Columbia Acquires Montrail

Columbia Sportswear Company announced that it has acquired substantially all of the assets of Montrail, Inc. for cash consideration of $15 million plus the assumption of certain liabilities.

Brad Gebhard, Vice President of Footwear at Columbia, will now be responsible for design and merchandising for all of the company's footwear brands including Columbia, Montrail, and Sorel. Scott Tucker, former President of Montrail, Inc., will lead the Montrail brand as General Manager.

olumbia said Montrail is recognized around the world as a premium outdoor footwear brand with a reputation for delivering technical, high performance trail running, hiking, and climbing footwear for outdoor enthusiasts.

"We see this as an exciting opportunity for both Montrail and Columbia. Montrail is known for making authentic, premium footwear products for the outdoor enthusiast and the brand has an excellent reputation for fit, quality and use of technology in its footwear," said Tim Boyle, President and CEO of Columbia Sportswear. "We understand the unique value, positioning and integrity of the Montrail brand and we believe we can leverage our sourcing, logistics, and capital strength to develop even more opportunities for the Montrail product. Leveraging the performance and fit characteristics of the Montrail branded products will improve the fit and quality of our other footwear brands as well."

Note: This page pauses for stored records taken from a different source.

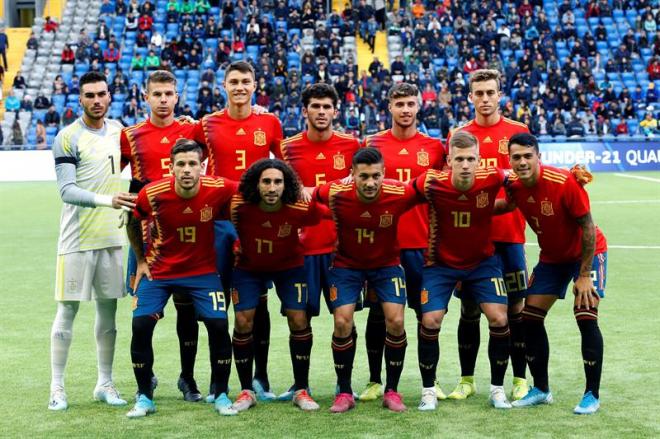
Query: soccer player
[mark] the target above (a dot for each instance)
(146, 146)
(493, 132)
(318, 155)
(267, 216)
(366, 213)
(235, 138)
(179, 258)
(460, 250)
(407, 153)
(89, 261)
(556, 207)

"The acquisition of Montrail adds a pinnacle brand to the Columbia portfolio of footwear. Montrail carved its niche in the specialty outdoor market by creating a better fit and pioneering high performance lightweight footwear," said Menno van Wyk, CEO of Montrail, Inc. "Superior products will continue to be a hallmark of the Montrail brand. Columbia's sourcing, worldwide distribution systems, and efficient operations will give Montrail products a competitive advantage. In particular, the Columbia infrastructure will help us to design and develop ever-better Montrail products and more efficiently deliver them into the hands of discerning users."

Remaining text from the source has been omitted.